"Plus les lignes et les formes sont simples, et plus il y a de la beauté et de force ", avait écrit Jean-Auguste-Dominique Ingres (Montauban 1780- Paris 1867).
Après avoir été restaurée au Centre de Recherche et de Restauration des Musées de France, des ateliers de Versailles, le chef-d'œuvre "la Baigneuse en buste de dos" d'Ingres a retrouvé ses couleurs d'origine. Car avec le temps, le vernis devenu opaque jaunissait l'œuvre, atténuant le contraste entre la couleur diaphane de la peau, le blanc éclatant de la coiffe, et les couleurs du paysage. Quant au cadre, il avait également perdu de son éclat.
"Notre "Joconde" de la collection Bonnat, avaient souligné le directeur du musée Barthélémy Etchegoyen-Glama et Hélène Ferron, responsable des collections, en présence de Jean-René Etchegaray, maire de Bayonne et de son équipe, sera placée autour des plus prestigieux chefs-d'œuvre anglais de Thomas Lawrence, et espagnols, dont l'autoportrait de Goya, dans l'intimité d'une belle salle du musée Bonnat-Helleu.

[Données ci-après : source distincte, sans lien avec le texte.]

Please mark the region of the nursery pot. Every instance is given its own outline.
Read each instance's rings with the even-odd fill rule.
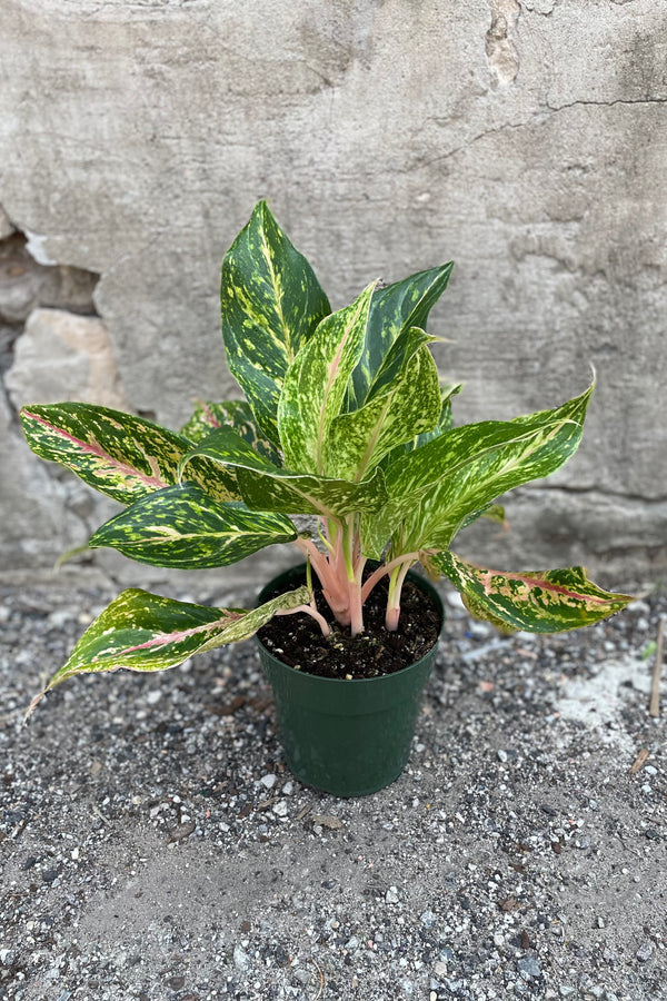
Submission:
[[[437,591],[417,574],[408,578],[432,599],[444,622]],[[286,571],[262,588],[258,604],[303,581],[303,566]],[[257,642],[273,690],[285,757],[297,779],[336,796],[365,796],[398,779],[410,755],[437,643],[394,674],[349,681],[296,671]]]

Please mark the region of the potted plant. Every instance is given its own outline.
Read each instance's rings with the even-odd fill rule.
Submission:
[[[455,427],[460,387],[440,384],[429,350],[436,338],[425,331],[451,267],[384,288],[374,281],[331,313],[262,201],[222,264],[222,336],[245,400],[200,403],[178,434],[81,403],[22,409],[33,452],[126,505],[90,547],[191,569],[275,544],[306,558],[251,609],[125,591],[44,691],[87,672],[173,667],[291,617],[301,633],[310,626],[305,653],[290,656],[275,636],[260,644],[288,763],[307,783],[364,794],[407,760],[441,626],[436,592],[424,577],[410,581],[411,567],[431,581],[447,576],[474,615],[506,631],[576,628],[631,601],[580,567],[499,573],[451,551],[476,518],[504,519],[500,495],[573,455],[593,392],[514,420]],[[310,516],[310,527],[296,515]],[[399,656],[406,666],[395,670],[387,652],[410,636],[407,591],[415,614],[430,609],[431,635],[415,652],[426,627],[412,630]],[[320,662],[330,676],[312,673]]]

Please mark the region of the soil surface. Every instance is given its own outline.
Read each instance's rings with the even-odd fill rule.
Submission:
[[[229,581],[155,589],[251,606]],[[0,583],[3,1001],[667,999],[664,594],[506,637],[444,591],[407,769],[336,800],[287,770],[252,642],[74,678],[23,726],[117,592]]]
[[[398,630],[385,628],[388,581],[384,577],[364,603],[365,630],[359,636],[338,626],[321,588],[315,586],[313,591],[318,612],[331,626],[330,636],[325,637],[317,622],[303,613],[276,616],[258,633],[267,650],[290,667],[318,677],[379,677],[420,661],[438,642],[440,612],[411,581],[402,587]],[[278,594],[280,591],[268,597]]]

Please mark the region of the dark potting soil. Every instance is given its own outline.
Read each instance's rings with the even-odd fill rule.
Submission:
[[[281,591],[290,591],[299,583],[290,582],[266,599],[276,597]],[[352,637],[349,628],[336,623],[321,589],[316,585],[318,612],[331,626],[330,636],[322,636],[315,620],[299,612],[275,616],[258,632],[258,638],[285,664],[319,677],[365,678],[394,674],[419,661],[435,646],[441,618],[429,595],[411,581],[406,581],[398,630],[390,633],[385,628],[387,592],[388,579],[384,577],[364,604],[365,631],[359,636]]]

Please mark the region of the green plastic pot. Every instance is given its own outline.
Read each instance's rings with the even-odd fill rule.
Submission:
[[[408,577],[435,602],[444,623],[437,591],[417,574]],[[258,603],[303,581],[305,567],[293,567],[267,584]],[[295,671],[257,642],[273,690],[285,757],[297,779],[336,796],[366,796],[398,779],[410,755],[437,643],[394,674],[346,681]]]

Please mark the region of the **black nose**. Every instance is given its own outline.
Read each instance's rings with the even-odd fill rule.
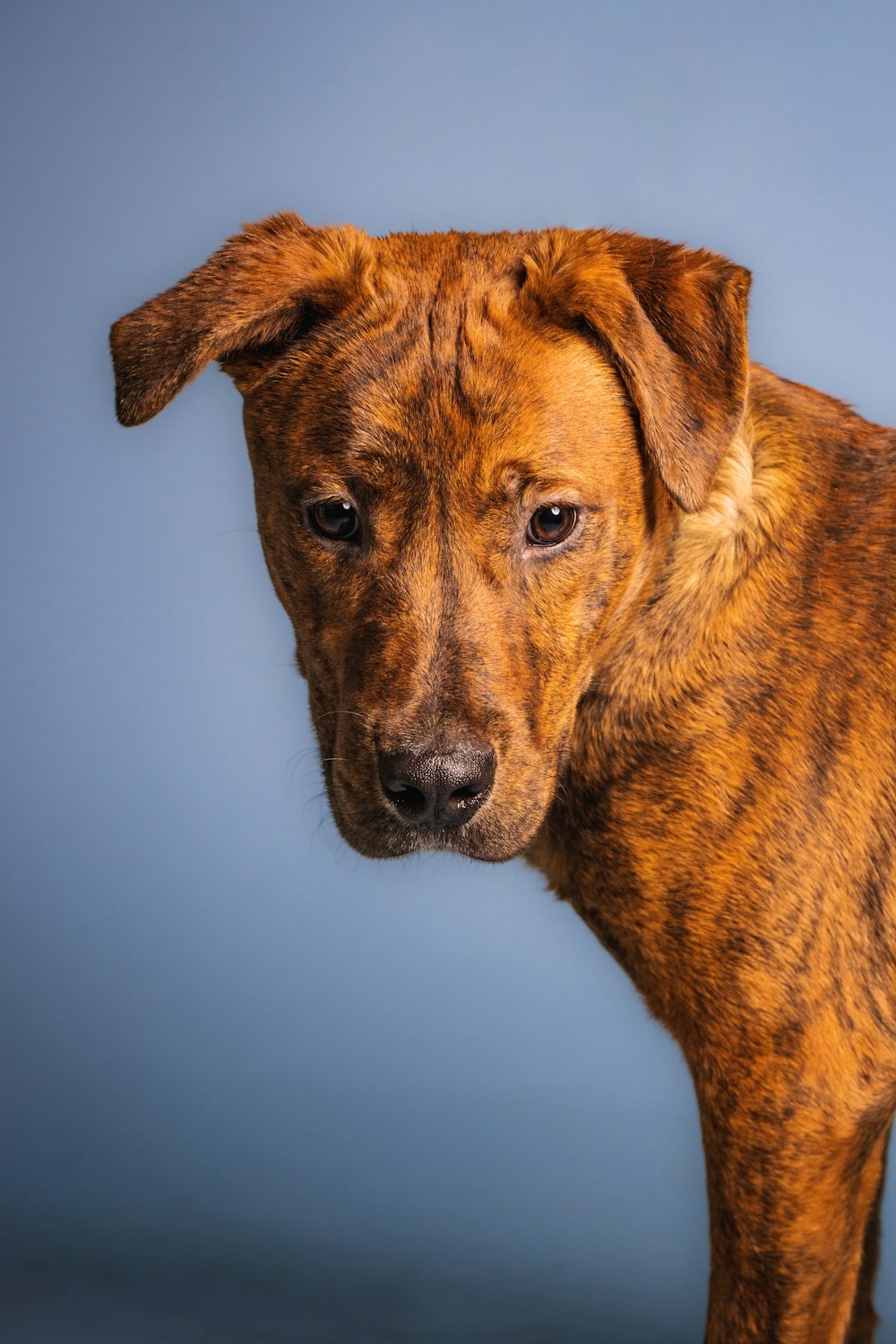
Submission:
[[[445,751],[380,751],[383,793],[408,825],[462,827],[488,798],[494,751],[465,743]]]

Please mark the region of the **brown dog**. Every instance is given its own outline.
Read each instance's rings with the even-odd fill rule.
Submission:
[[[336,821],[524,853],[690,1066],[712,1344],[875,1329],[896,1103],[896,434],[747,358],[750,276],[630,234],[253,224],[118,321],[210,360]]]

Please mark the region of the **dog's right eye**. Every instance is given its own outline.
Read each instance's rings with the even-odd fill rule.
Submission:
[[[308,520],[318,536],[330,542],[353,542],[361,530],[357,509],[348,500],[318,500],[309,508]]]

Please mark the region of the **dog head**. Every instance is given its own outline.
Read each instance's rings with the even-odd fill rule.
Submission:
[[[336,821],[371,856],[500,860],[743,415],[748,273],[630,234],[372,239],[251,224],[111,331],[138,425],[207,363]]]

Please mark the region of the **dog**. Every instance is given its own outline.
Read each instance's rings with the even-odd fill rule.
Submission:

L'œuvre-phare du musée, peinte à Rome en 1807, rappelle les maîtres de la Renaissance italienne - tels que Raphaël et plus spécifiquement Léonard de Vinci - par son format, ses couleurs, sa calligraphie, et ses plans.
Ni de face, ni complètement de dos, cette beauté indicible, malgré un cou lacéré d'un bourrelet disgracieux dû à la plissure de la peau, fascine les amateurs d'art. Et Léon Bonnat, en grand collectionneur qui portait beaucoup d'intérêt au travail de Jean-Dominique Ingres, avait également acquis près d'une centaine de ses dessins.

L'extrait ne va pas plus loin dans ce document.